Those who without being holders of offices are holders of seats, being of course desirous of Offices coalesce naturally into a party, called in the aggregate the Opposition, and from a name which had been given to the Opposition in former days, the Whigs.
In proportion to the number of seats which they can command they are thus sharers in possession of all that mass of power to which no immediate profit is attached, and in expectancy even of that to which all immediate profit is attached They are thus at all time part and parcel of those by whom the power of government is exercised partakers of that power and at the same time of that sinister interest by which by means of the power a constant sacrifice is made to their own interest of the interest of the subject many over whom the power is exercised.
Being descended some of them, from some of those of whom under Charles the 2 d the Opposition was composed, and who had a principal share in the Revolution by which his immediate successor was dethroned, they commonly as a means of /for a ground of/ obtaining popular favour, make profession of a congeniality of opinions and affections with those of their ancestors.

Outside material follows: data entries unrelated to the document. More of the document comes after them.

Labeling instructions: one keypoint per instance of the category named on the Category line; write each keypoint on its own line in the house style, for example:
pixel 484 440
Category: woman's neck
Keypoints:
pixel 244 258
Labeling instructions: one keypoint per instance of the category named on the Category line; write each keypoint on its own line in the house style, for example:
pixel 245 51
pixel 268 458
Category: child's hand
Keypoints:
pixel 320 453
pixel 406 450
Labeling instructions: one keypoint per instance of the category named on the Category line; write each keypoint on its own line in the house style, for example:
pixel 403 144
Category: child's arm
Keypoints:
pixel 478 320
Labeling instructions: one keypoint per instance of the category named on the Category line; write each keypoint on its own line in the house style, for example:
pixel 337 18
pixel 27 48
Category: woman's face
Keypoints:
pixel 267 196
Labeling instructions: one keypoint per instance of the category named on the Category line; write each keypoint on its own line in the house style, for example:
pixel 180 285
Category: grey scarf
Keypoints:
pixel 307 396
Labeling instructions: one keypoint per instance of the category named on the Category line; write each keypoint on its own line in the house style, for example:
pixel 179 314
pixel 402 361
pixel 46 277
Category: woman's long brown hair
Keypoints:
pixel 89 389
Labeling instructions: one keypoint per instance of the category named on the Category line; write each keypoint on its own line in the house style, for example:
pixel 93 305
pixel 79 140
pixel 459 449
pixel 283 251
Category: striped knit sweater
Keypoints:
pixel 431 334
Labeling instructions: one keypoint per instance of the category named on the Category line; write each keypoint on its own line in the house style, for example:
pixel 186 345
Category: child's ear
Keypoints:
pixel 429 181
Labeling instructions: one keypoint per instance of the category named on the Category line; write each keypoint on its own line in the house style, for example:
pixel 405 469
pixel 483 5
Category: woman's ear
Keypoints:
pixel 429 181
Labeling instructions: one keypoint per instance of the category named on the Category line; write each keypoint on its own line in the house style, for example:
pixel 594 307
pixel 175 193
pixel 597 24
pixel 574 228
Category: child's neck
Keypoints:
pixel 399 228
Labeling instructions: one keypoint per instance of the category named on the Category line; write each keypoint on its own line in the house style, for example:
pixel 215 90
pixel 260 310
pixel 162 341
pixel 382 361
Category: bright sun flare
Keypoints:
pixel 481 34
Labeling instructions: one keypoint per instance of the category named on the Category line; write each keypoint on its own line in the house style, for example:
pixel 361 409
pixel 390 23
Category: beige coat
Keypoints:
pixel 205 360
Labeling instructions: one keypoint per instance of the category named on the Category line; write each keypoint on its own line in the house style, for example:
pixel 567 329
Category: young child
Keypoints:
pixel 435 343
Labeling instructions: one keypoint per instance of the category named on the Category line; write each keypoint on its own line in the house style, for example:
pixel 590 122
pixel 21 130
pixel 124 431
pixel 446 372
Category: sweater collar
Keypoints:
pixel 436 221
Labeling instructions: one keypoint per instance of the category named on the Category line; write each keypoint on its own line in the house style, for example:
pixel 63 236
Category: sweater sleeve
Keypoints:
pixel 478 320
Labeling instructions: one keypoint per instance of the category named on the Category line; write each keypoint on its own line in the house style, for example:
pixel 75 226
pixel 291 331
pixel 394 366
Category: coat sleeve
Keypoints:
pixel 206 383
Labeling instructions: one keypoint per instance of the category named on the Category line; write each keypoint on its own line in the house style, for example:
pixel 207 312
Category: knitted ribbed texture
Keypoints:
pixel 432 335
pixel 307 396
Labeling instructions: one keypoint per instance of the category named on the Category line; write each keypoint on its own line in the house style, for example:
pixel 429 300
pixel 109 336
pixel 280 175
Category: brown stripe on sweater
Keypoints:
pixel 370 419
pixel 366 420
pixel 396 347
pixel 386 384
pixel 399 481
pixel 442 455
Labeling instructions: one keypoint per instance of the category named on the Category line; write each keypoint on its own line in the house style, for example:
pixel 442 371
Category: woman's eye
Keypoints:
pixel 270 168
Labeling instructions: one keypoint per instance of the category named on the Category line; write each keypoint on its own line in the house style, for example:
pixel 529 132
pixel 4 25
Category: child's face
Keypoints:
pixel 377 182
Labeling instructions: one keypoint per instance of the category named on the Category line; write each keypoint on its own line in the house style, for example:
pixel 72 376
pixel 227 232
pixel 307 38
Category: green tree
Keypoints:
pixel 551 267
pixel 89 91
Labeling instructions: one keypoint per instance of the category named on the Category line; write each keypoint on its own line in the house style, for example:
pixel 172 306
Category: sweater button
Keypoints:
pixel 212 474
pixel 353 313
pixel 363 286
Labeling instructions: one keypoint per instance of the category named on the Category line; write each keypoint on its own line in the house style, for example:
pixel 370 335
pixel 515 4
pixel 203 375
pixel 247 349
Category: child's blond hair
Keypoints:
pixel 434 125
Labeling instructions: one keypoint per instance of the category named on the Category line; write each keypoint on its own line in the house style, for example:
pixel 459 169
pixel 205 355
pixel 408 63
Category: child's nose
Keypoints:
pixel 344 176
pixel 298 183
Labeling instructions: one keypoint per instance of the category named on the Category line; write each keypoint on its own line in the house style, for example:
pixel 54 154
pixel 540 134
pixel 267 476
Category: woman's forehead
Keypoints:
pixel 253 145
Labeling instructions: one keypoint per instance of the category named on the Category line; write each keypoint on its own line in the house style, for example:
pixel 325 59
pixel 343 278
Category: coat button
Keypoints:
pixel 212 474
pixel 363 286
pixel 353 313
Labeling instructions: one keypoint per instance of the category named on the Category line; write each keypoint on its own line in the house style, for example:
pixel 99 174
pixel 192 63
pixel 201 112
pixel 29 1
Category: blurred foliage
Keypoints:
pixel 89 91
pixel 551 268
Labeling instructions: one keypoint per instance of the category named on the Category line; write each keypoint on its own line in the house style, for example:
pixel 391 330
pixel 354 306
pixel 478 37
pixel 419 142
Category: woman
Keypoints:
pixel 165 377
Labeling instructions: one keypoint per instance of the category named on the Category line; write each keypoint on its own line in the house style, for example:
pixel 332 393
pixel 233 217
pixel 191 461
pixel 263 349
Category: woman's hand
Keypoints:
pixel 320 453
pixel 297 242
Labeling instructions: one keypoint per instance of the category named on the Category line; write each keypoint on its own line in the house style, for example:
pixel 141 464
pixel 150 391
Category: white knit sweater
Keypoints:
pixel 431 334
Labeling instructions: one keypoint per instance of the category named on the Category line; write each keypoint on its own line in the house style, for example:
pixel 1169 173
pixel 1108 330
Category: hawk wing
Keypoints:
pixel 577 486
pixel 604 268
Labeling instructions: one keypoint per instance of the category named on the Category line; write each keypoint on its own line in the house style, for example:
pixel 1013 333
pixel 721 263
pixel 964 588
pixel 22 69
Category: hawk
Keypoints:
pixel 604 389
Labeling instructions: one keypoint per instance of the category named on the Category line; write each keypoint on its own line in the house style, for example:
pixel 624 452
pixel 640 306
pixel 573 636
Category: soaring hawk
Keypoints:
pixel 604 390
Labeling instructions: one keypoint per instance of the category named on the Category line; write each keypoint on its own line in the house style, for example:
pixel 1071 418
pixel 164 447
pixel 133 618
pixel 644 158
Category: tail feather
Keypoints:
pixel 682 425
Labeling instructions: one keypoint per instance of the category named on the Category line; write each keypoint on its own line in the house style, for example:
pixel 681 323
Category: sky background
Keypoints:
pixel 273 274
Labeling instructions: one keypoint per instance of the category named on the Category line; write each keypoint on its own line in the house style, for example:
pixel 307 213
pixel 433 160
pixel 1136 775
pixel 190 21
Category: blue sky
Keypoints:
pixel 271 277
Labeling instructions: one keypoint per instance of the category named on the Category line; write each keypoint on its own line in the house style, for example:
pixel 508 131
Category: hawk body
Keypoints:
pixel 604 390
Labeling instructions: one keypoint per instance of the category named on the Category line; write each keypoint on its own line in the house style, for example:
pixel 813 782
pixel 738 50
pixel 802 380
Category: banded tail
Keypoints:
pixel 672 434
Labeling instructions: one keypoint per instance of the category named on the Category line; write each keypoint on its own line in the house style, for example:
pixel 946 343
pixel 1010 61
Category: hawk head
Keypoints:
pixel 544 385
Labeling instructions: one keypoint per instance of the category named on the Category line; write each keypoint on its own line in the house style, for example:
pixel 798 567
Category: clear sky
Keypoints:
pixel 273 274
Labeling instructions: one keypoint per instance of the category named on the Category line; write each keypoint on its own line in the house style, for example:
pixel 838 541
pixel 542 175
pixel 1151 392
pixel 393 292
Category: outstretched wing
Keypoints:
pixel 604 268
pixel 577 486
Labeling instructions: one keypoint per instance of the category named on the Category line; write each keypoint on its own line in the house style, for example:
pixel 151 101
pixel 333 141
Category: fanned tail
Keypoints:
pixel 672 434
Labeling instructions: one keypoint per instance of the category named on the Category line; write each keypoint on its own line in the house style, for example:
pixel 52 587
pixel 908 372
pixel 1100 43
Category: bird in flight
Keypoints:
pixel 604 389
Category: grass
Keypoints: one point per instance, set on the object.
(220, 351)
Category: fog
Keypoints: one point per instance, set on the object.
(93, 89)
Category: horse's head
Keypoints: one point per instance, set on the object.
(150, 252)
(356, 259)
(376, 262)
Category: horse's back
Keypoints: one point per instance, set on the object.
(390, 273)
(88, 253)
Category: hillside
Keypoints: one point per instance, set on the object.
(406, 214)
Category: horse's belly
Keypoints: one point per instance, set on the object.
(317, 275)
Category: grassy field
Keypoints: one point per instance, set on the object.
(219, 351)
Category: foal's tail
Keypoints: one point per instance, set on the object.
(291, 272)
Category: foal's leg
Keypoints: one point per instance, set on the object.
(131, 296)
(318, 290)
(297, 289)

In interest and consequently in affection they are little if any thing less decidedly hostile to the subject many than their most successful adversaries, the Administration, called by a correspondent allusion, the Tories. But so unfortunate and embarrassing is their situation, in the course of the perpetual attack which they are perpetually making on their Tories, in the hope of causing them to be removed from their offices, and themselves placed in their stead, they have no means of operation but such as consist in the exposure of misrule with its sinister profits: and thus, while supporting the interests of the subject many, who are alike the objects of contempt and in so far as they […?], of aversion to both parties, they have no means of endeavouring to serve their own interest in one shape but by disserving them in another.